Growing up Southern Baptist I have indelible memories of the Sunday School offering envelope used by the church. It was more than a tracking device for offerings. We were also graded by our teacher on bringing our Bible, preparing for the lesson, and attending church to hear the preaching afterwards.
However, I don’t have any recollections of our asking the church about its own performance during the week.
I remember hearing occasionally about attendance, baptisms and money – and that was pretty much the whole list. We gave our offering because we were supposed to give and had been taught to do so out of obedience, not unlike the Old Testament rules for bringing the offerings to the Temple.

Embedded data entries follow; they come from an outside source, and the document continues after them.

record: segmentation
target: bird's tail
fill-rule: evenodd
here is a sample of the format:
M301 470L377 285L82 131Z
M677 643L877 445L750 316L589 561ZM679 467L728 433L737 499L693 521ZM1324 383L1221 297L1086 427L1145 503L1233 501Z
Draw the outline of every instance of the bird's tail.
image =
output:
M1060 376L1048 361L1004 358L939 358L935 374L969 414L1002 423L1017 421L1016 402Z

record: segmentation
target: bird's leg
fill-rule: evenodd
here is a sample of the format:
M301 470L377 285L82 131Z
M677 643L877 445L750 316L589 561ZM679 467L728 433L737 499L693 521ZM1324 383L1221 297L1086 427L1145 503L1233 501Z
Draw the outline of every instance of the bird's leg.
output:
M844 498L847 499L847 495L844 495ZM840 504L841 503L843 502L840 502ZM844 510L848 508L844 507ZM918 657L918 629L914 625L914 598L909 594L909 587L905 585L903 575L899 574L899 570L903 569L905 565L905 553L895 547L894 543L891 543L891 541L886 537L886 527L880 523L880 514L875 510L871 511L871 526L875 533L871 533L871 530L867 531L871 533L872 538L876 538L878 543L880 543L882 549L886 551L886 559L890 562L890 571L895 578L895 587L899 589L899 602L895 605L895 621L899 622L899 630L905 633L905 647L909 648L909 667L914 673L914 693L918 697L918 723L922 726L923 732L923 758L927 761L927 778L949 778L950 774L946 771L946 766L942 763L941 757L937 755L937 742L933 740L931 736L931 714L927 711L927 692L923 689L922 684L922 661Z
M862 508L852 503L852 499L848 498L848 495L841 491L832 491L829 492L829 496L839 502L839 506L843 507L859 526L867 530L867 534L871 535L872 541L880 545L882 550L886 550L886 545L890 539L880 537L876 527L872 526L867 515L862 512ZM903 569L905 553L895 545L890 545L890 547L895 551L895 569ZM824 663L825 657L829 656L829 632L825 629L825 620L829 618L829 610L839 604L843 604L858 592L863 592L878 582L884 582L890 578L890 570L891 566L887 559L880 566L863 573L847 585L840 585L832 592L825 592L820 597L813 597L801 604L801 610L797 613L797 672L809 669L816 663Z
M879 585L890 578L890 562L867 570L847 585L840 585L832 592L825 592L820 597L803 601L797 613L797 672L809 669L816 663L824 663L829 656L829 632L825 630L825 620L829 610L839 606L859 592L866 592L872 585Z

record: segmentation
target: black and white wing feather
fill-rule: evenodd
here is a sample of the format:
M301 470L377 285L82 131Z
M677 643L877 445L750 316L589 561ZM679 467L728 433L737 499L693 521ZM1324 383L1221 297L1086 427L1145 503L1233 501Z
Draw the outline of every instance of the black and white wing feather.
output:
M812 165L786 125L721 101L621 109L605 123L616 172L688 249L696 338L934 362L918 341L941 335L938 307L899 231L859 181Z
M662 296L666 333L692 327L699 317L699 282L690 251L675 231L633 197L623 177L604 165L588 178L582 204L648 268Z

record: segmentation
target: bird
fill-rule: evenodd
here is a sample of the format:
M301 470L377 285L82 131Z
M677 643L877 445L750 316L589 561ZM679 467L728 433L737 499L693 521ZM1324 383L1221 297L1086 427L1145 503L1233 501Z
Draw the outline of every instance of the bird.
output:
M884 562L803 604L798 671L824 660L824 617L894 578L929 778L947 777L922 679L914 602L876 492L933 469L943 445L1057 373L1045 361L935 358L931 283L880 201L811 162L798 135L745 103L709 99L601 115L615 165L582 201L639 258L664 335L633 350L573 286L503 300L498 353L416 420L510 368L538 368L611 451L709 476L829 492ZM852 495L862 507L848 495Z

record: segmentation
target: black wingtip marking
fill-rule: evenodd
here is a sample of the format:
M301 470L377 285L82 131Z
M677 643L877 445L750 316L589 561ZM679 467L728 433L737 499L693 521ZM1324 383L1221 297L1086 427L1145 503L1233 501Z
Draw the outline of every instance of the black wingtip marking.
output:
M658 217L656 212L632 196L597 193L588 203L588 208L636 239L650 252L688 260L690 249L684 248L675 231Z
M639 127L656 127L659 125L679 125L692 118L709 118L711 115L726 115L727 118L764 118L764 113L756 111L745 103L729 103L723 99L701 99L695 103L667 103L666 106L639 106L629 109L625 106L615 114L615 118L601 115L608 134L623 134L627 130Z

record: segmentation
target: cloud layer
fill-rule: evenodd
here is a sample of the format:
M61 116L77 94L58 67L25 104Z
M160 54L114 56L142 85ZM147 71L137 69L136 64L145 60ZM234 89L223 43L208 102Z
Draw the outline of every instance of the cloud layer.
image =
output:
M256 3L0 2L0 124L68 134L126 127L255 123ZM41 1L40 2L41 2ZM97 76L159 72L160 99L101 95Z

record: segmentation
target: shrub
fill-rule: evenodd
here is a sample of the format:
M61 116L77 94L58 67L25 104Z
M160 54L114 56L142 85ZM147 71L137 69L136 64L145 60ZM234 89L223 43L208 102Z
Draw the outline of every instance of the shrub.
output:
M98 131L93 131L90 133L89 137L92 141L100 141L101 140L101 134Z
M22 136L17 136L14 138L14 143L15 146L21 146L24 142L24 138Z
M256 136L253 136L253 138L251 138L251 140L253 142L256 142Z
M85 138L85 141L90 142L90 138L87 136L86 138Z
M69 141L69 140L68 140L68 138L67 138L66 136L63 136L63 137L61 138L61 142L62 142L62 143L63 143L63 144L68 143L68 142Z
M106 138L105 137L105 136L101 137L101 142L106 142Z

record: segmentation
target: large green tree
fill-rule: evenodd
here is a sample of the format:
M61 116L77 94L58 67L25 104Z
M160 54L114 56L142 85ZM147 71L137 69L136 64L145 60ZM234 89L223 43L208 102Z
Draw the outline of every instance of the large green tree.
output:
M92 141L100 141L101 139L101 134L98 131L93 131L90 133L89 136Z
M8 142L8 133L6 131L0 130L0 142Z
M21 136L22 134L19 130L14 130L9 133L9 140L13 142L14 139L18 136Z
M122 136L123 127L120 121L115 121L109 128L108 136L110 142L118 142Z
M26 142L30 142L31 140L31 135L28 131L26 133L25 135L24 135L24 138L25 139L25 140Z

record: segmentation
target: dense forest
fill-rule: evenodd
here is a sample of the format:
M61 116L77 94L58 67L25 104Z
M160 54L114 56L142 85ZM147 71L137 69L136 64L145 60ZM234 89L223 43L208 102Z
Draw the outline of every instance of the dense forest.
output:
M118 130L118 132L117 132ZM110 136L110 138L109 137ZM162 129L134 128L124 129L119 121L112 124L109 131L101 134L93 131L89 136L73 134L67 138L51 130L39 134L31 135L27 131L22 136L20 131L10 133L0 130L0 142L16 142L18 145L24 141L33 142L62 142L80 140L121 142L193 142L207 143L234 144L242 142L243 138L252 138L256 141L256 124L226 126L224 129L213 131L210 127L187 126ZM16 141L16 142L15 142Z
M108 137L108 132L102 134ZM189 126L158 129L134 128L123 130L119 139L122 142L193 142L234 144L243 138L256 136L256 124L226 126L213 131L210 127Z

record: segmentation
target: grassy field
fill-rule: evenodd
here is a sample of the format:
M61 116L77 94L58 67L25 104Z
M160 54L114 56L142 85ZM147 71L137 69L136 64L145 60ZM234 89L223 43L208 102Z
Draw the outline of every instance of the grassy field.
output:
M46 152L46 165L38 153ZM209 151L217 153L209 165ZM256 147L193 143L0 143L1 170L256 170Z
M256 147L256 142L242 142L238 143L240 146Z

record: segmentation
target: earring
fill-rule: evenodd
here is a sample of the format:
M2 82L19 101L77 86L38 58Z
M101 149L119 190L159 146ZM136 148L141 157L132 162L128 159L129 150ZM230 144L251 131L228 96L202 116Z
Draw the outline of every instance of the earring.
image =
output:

The Israelites did not bring money to the priests, but living animals they had raised – sheep, bulls and birds. And then what happened? What they brought was literally burned up in front of their eyes. The offering went up in smoke except for a portion that was set aside to feed the Temple staff.
Try to imagine the Old Testament model of sacrifice and offerings happening today with money – our currency and checks piled up and set on fire. It is almost impossible to think we would allow that without serious resistance.
But even now in the church budget approval process, I have yet to hear anyone ask a question about impact. Expenses – yes. Some church members are even bold enough to question salaries. But when is the last time you’ve heard someone ask for hard data about what has actually been accomplished?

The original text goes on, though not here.